Queues 101 — At‑Least‑Once (and Why “Exactly‑Once” Is a Myth)

September 19th, 20255 min read#dev #architecture #messaging #queues #kafka #sqs #reliability #ca-duh

Design for duplicates and reordering. Use idempotency, an inbox/outbox, and per‑key ordering to get effectively‑once processing in real systems.

TL;DR

Networks fail and consumers crash; assume at‑least‑once delivery → you will see duplicates.
Get effectively‑once by combining: idempotent handlers, a dedupe store (“inbox”), and producer outbox/idempotency.
Ordering isn’t global. You get ordering per partition/key at best. If you need global order, rethink the design—or encode sequence numbers and handle gaps.
Acknowledge/commit after durable work. Use DLQs, backoff + jitter, and poison‑pill handling.
“Exactly‑once” is marketing outside a closed system. Some platforms (e.g., Kafka EOS) can do atomic offset + write within the platform, but end‑to‑end side effects still require idempotency.
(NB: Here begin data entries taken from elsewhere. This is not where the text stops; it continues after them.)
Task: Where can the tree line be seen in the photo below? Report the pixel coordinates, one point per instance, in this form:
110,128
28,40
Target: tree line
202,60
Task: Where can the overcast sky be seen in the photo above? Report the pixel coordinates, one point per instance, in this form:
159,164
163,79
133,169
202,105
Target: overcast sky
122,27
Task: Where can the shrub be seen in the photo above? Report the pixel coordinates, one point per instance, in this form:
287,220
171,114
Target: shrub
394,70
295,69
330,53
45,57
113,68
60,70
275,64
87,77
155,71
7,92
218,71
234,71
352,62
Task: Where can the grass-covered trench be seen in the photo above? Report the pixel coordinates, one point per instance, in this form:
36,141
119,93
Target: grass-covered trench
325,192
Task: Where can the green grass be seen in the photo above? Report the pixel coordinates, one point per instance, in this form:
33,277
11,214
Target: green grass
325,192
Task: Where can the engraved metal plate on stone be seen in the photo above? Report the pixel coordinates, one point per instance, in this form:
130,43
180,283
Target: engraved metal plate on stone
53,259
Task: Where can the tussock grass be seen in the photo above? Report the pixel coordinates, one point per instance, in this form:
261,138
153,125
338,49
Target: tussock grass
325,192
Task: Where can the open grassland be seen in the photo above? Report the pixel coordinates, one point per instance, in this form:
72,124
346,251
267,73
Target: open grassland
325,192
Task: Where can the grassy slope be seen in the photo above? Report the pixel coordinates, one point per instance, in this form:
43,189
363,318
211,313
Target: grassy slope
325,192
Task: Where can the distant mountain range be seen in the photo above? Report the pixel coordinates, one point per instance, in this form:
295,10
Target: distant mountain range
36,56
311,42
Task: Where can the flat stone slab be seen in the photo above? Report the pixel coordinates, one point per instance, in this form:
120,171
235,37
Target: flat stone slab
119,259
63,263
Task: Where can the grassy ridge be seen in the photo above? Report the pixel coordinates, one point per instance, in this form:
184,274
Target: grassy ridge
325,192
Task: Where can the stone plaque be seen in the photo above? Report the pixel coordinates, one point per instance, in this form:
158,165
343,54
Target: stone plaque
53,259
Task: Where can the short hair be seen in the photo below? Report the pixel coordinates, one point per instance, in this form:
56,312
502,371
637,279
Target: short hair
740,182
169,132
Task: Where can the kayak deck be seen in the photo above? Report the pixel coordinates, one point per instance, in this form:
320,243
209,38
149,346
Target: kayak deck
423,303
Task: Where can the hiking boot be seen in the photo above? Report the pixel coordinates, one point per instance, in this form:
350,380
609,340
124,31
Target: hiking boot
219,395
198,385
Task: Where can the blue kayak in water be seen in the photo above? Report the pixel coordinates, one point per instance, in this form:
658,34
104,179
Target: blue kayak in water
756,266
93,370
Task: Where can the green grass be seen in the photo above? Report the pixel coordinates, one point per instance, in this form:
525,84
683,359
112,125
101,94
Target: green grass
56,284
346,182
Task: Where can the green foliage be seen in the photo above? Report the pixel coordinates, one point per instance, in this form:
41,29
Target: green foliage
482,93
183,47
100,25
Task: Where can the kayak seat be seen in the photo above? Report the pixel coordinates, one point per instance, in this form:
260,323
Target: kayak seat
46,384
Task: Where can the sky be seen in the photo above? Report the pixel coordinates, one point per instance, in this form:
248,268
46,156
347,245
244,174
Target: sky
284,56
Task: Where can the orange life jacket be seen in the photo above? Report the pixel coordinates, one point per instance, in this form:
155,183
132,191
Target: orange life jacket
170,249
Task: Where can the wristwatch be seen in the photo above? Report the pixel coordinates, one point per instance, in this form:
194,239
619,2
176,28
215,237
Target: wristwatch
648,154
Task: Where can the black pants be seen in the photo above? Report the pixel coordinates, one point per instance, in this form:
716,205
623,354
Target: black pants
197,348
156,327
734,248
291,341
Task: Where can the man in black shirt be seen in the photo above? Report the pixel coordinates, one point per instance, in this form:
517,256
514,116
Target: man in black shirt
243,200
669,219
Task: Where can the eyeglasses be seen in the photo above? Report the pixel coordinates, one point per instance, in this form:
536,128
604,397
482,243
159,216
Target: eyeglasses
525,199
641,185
1) Delivery semantics in one picture

At‑most‑once: deliver 0–1 times. No retries → fast but you may drop work.
At‑least‑once (default in practice): deliver 1–N times. Requires dedupe.
Effectively‑once: users observe each business action once, despite duplicates, via idempotency + dedupe + transactions.

Treat “exactly‑once” as effectively‑once under assumptions. The assumptions rarely hold across networks + external systems.

2) Why “exactly‑once” breaks in the wild

Crashes between “side effect done” and “offset committed/ack sent.”
Retries by brokers/clients after timeouts.
At‑least‑once publishers upstream you don’t control.
External effects (email, payments, webhooks) that can’t participate in your transaction.
Clock/ordering drift: multiple producers write concurrently; global ordering is undefined.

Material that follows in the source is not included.